Introduction An essential priority in rehabilitation after anterior cruciate ligament reconstruction (ACLR) is the restoration of knee muscle strength. We aimed to describe quadriceps and hamstrings strength after ACLR of an uncomplicated rehabilitation course, categorized into level of activity and graft type (patellar-tendon – BPTBG, hamstring – HSG).

Methods Isokinetic concentric strength (body weight – BW-adjusted) was measured in 392 athletes (26.2±6.7y) at five time-points (3, 4.5, 6, 7.5, and 9m) following ACLR. Data was analyzed using mixed-effects models and participant specific random effects. Fixed effects included graft type, athlete categorization, and assessment time. We applied Tukey adjustment for multiple comparisons.

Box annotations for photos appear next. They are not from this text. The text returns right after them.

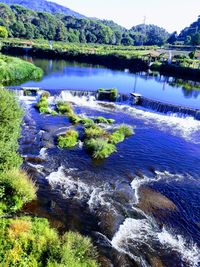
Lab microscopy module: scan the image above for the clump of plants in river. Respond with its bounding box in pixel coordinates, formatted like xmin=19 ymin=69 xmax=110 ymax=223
xmin=36 ymin=95 xmax=134 ymax=159
xmin=0 ymin=217 xmax=98 ymax=267
xmin=0 ymin=54 xmax=43 ymax=84
xmin=0 ymin=89 xmax=98 ymax=267
xmin=35 ymin=91 xmax=57 ymax=116
xmin=98 ymin=88 xmax=118 ymax=101
xmin=58 ymin=130 xmax=78 ymax=148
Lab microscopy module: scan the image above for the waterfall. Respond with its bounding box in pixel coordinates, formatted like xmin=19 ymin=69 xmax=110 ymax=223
xmin=139 ymin=97 xmax=200 ymax=120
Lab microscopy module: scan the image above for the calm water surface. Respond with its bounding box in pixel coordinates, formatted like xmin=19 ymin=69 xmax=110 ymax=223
xmin=12 ymin=58 xmax=200 ymax=267
xmin=19 ymin=58 xmax=200 ymax=108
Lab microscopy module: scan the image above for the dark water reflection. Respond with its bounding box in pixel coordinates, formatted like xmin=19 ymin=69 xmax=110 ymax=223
xmin=17 ymin=57 xmax=200 ymax=108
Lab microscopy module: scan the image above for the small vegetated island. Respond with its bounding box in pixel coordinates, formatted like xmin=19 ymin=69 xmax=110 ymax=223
xmin=0 ymin=54 xmax=43 ymax=85
xmin=35 ymin=89 xmax=134 ymax=160
xmin=0 ymin=66 xmax=98 ymax=267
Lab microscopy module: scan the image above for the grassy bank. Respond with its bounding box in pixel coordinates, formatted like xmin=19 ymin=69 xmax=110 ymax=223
xmin=0 ymin=54 xmax=43 ymax=85
xmin=2 ymin=39 xmax=200 ymax=80
xmin=0 ymin=89 xmax=98 ymax=267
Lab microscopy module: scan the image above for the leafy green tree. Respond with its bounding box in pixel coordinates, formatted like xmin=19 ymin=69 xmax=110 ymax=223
xmin=0 ymin=26 xmax=8 ymax=38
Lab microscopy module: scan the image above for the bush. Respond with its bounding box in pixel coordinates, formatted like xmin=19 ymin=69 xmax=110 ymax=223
xmin=109 ymin=131 xmax=125 ymax=145
xmin=0 ymin=169 xmax=36 ymax=215
xmin=98 ymin=88 xmax=118 ymax=101
xmin=68 ymin=113 xmax=81 ymax=124
xmin=41 ymin=91 xmax=51 ymax=98
xmin=57 ymin=102 xmax=73 ymax=114
xmin=85 ymin=124 xmax=106 ymax=139
xmin=85 ymin=138 xmax=116 ymax=159
xmin=35 ymin=96 xmax=49 ymax=113
xmin=0 ymin=88 xmax=23 ymax=171
xmin=117 ymin=124 xmax=134 ymax=138
xmin=95 ymin=117 xmax=115 ymax=124
xmin=58 ymin=130 xmax=78 ymax=148
xmin=0 ymin=217 xmax=98 ymax=267
xmin=81 ymin=118 xmax=94 ymax=127
xmin=0 ymin=55 xmax=43 ymax=84
xmin=51 ymin=110 xmax=58 ymax=116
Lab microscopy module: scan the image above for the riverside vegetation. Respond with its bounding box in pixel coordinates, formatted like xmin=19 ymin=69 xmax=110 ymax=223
xmin=35 ymin=89 xmax=134 ymax=160
xmin=0 ymin=89 xmax=98 ymax=267
xmin=0 ymin=54 xmax=43 ymax=84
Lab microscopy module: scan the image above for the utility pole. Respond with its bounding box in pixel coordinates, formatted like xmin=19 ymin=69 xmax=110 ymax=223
xmin=142 ymin=16 xmax=147 ymax=45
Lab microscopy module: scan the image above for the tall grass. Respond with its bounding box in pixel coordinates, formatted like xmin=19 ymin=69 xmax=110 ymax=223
xmin=0 ymin=54 xmax=43 ymax=84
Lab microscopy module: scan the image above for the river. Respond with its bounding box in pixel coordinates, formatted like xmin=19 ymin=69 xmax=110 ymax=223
xmin=12 ymin=58 xmax=200 ymax=267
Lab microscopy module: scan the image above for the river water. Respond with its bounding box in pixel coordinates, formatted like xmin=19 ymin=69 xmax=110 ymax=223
xmin=13 ymin=58 xmax=200 ymax=267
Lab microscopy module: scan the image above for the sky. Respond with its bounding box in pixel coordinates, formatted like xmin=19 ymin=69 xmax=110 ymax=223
xmin=51 ymin=0 xmax=200 ymax=32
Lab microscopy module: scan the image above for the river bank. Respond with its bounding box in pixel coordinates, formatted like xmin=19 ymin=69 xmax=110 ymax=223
xmin=1 ymin=39 xmax=200 ymax=81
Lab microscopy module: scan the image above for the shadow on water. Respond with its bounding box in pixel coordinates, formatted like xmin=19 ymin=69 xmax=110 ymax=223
xmin=16 ymin=91 xmax=200 ymax=267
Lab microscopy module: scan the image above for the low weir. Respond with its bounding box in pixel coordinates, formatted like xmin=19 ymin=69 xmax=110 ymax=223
xmin=7 ymin=86 xmax=200 ymax=120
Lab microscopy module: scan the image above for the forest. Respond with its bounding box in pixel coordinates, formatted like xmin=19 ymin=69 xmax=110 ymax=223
xmin=0 ymin=4 xmax=170 ymax=46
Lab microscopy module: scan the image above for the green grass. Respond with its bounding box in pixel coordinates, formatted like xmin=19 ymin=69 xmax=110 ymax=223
xmin=0 ymin=89 xmax=23 ymax=172
xmin=84 ymin=124 xmax=106 ymax=139
xmin=0 ymin=169 xmax=36 ymax=215
xmin=117 ymin=124 xmax=134 ymax=138
xmin=58 ymin=130 xmax=78 ymax=148
xmin=84 ymin=138 xmax=117 ymax=159
xmin=35 ymin=96 xmax=50 ymax=114
xmin=0 ymin=54 xmax=43 ymax=84
xmin=57 ymin=101 xmax=73 ymax=114
xmin=95 ymin=116 xmax=115 ymax=124
xmin=0 ymin=217 xmax=98 ymax=267
xmin=98 ymin=88 xmax=118 ymax=101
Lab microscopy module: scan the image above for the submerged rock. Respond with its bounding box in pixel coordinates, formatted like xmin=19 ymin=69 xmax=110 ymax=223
xmin=137 ymin=186 xmax=177 ymax=218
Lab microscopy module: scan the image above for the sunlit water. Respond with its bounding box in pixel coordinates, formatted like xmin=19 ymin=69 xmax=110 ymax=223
xmin=9 ymin=58 xmax=200 ymax=267
xmin=16 ymin=91 xmax=200 ymax=267
xmin=19 ymin=57 xmax=200 ymax=108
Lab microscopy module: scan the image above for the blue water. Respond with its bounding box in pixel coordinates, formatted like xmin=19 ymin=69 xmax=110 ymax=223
xmin=22 ymin=58 xmax=200 ymax=109
xmin=20 ymin=90 xmax=200 ymax=267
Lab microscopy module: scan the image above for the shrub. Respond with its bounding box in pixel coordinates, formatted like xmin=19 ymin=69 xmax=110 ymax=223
xmin=41 ymin=91 xmax=51 ymax=98
xmin=57 ymin=102 xmax=73 ymax=114
xmin=0 ymin=169 xmax=36 ymax=215
xmin=51 ymin=110 xmax=58 ymax=116
xmin=58 ymin=130 xmax=78 ymax=148
xmin=35 ymin=96 xmax=49 ymax=113
xmin=68 ymin=113 xmax=81 ymax=124
xmin=0 ymin=55 xmax=43 ymax=84
xmin=39 ymin=107 xmax=51 ymax=114
xmin=81 ymin=118 xmax=94 ymax=127
xmin=109 ymin=131 xmax=125 ymax=145
xmin=117 ymin=124 xmax=134 ymax=137
xmin=95 ymin=117 xmax=115 ymax=124
xmin=98 ymin=88 xmax=118 ymax=101
xmin=0 ymin=217 xmax=98 ymax=267
xmin=85 ymin=138 xmax=116 ymax=159
xmin=85 ymin=124 xmax=106 ymax=139
xmin=0 ymin=88 xmax=23 ymax=171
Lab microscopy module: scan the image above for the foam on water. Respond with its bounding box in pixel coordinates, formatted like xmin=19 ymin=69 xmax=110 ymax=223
xmin=116 ymin=105 xmax=200 ymax=144
xmin=56 ymin=91 xmax=98 ymax=108
xmin=112 ymin=218 xmax=200 ymax=267
xmin=57 ymin=91 xmax=200 ymax=144
xmin=131 ymin=171 xmax=184 ymax=204
xmin=46 ymin=166 xmax=200 ymax=267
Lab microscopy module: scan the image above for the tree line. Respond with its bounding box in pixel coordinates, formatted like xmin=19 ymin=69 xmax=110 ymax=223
xmin=0 ymin=4 xmax=169 ymax=45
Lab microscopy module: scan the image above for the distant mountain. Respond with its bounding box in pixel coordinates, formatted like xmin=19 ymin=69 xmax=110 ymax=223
xmin=178 ymin=16 xmax=200 ymax=45
xmin=0 ymin=0 xmax=85 ymax=18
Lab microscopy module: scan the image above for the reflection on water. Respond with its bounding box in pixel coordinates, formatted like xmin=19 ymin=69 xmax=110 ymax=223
xmin=17 ymin=92 xmax=200 ymax=267
xmin=17 ymin=57 xmax=200 ymax=108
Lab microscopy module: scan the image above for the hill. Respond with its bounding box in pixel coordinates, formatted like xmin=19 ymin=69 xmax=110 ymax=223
xmin=178 ymin=16 xmax=200 ymax=45
xmin=0 ymin=0 xmax=169 ymax=46
xmin=0 ymin=0 xmax=85 ymax=18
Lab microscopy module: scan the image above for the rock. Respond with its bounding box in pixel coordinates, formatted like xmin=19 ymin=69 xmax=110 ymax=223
xmin=138 ymin=187 xmax=177 ymax=218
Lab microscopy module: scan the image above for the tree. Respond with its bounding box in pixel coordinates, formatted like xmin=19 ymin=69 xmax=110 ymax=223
xmin=0 ymin=26 xmax=8 ymax=38
xmin=167 ymin=31 xmax=178 ymax=44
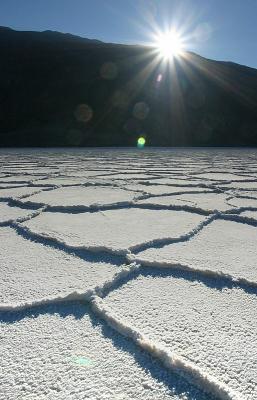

Results Professional athletes (HSG) displayed greater quadriceps strength than recreational (BPTBG) at all time-points (except 7.5m). No other significant differences were noted.

Professional and recreational athletes’ quadriceps strength significantly increased through time (irrespective of graft type). Professionals (HSG) reached >2.5 BW quadriceps strength at 6-months, and recreationals >2.3 BW at 7.5-months.

Professional athletes showed significantly greater hamstring strength through time (irrespective of graft type). Both athletic categories reached maximum hamstring strength at 6-months post operatively (>1.7 BPTB and >1.5 HS, BW).

Recreational athletes (BPTBG) displayed a significant increase in hamstring strength (1.4 BW, 4.5m), while for recreational athletes (HSG) strength was consistently improving up to 7.5m.

Conclusions Knee strength increases during rehabilitation but at the initial phase of ACLR rehabilitation is influenced by the graft type, while at the end of rehabilitation it is affected by the activity level. The maximum achieved strength is affected mostly by activity level.